When you create a skill for a particular model, you don't typically ask the model to create the skill based solely on its own latent knowledge. Otherwise, you'd expect the effect to be similar to telling the model 'make a plan before acting, make not mistakes'.

But that's what the paper's authors did!

When they say 'self-generated' they don't allow the model any tool access at all, not even web search.

It would be much more interesting if they had tested skills that were created in one of these ways:

A) The model interviews a human and then creates the skill, or

B) The model executes one or more deep research tasks in order to gather information, or

C) Some combo of the above.

cheema33 8 hours ago | parent | next [-]

> This is unsurprising and irrelevant. When you create a skill for a particular model, you don't typically ask the model to create the skill based solely on its own latent knowledge.

This!

The only surprising part about the paper is that somebody wrote a paper on skills without a good understanding of the topic.

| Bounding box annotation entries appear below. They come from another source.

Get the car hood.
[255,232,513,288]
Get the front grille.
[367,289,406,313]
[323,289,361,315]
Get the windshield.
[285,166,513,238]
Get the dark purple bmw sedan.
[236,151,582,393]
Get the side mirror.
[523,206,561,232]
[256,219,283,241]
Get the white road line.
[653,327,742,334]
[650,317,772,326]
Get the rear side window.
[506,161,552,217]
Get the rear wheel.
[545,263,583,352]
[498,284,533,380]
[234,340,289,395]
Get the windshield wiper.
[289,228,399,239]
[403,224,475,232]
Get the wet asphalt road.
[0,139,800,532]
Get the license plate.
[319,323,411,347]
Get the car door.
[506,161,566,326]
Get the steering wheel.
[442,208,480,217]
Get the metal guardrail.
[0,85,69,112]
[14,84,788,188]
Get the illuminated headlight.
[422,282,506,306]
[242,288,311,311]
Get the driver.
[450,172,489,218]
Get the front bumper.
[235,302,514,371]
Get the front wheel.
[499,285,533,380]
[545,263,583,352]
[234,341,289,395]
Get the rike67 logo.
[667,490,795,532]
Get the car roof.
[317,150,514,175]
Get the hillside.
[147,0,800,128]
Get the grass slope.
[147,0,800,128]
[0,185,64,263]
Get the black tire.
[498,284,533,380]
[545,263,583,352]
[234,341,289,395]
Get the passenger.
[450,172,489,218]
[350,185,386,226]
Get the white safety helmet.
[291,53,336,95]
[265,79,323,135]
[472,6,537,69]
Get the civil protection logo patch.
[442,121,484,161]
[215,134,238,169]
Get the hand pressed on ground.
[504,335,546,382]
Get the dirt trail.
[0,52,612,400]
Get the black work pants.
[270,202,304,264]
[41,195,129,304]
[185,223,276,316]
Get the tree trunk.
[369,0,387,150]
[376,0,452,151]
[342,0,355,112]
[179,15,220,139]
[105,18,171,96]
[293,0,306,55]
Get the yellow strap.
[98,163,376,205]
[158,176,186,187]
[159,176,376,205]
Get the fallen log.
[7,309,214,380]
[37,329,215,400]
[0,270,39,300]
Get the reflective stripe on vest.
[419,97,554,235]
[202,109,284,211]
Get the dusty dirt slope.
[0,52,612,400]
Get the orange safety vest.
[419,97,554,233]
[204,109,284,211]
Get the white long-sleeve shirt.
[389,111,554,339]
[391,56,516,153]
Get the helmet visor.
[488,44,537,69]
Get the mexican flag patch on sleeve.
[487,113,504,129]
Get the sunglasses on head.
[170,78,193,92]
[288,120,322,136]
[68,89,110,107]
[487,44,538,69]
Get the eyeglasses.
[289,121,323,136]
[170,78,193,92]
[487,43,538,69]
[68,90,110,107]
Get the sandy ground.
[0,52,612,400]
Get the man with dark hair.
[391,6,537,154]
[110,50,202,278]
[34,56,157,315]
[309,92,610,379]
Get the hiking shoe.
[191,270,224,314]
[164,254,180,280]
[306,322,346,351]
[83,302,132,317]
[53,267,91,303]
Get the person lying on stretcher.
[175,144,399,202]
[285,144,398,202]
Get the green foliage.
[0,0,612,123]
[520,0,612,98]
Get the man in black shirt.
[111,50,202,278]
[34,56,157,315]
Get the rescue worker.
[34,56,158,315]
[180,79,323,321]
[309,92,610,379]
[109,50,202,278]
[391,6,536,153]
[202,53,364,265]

therealdrag0 5 hours ago | parent | prev | next [-]

Modern science encourages publishing non-surprising results.

And also I’ve seen my manager LARP as an engineer by asking a model to generate a best practices doc for a service repo without supplying any additional context. So this sort of paper helps discourage that behavior.

stitched2gethr 6 hours ago | parent | prev | next [-]

I had to scroll too far to find this take. 100%.

This is like saying the CLAUDE.md or AGENTS.md is irrelevant because the LLM generated it.

zahlman 9 hours ago | parent | prev [-]

> Otherwise, you'd expect the effect to be similar to telling the model 'make a plan before acting, make not mistakes'.

Have there not been previous iterations of these tools where such techniques were actually effective?

gwern 7 hours ago | parent | next [-]

But that's a reason you should expect it to stop working soon, just like all the older tricks like "my grandmother will die". If you have a universal 'blind' prompt which can increase performance a little bit... the AI labs can just toss that into the training loop to teach the model to do it automatically, whatever 'it' was, like 'trying harder' or 'writing down a useful idea'. And then the prompt stops working because the next generations do it by default.

(This also suggests that you should expect them to generally be bad at judging novel self-generated prompts/skills - if they could judge those, they would already be using them! There is a generator-verifier gap, but it is already exploited heavily during post-training and not much low-hanging fruit left there.)

zahlman 4 hours ago | parent [-]

> But that's a reason you should expect it to stop working soon

I agree. (And it seems like it already stopped working, if I understood others here correctly.)

But again if I understood others here correctly, an academic paper like this would necessarily be studying models that are well behind the leading edge at time of publication. My argument is that the study authors shouldn't be faulted for investigating something that currently seems unlikely to work, because at the time of investigation it would have seemed much more likely to work.

rahimnathwani 9 hours ago | parent | prev [-]

Yes, but this paper studied recent models.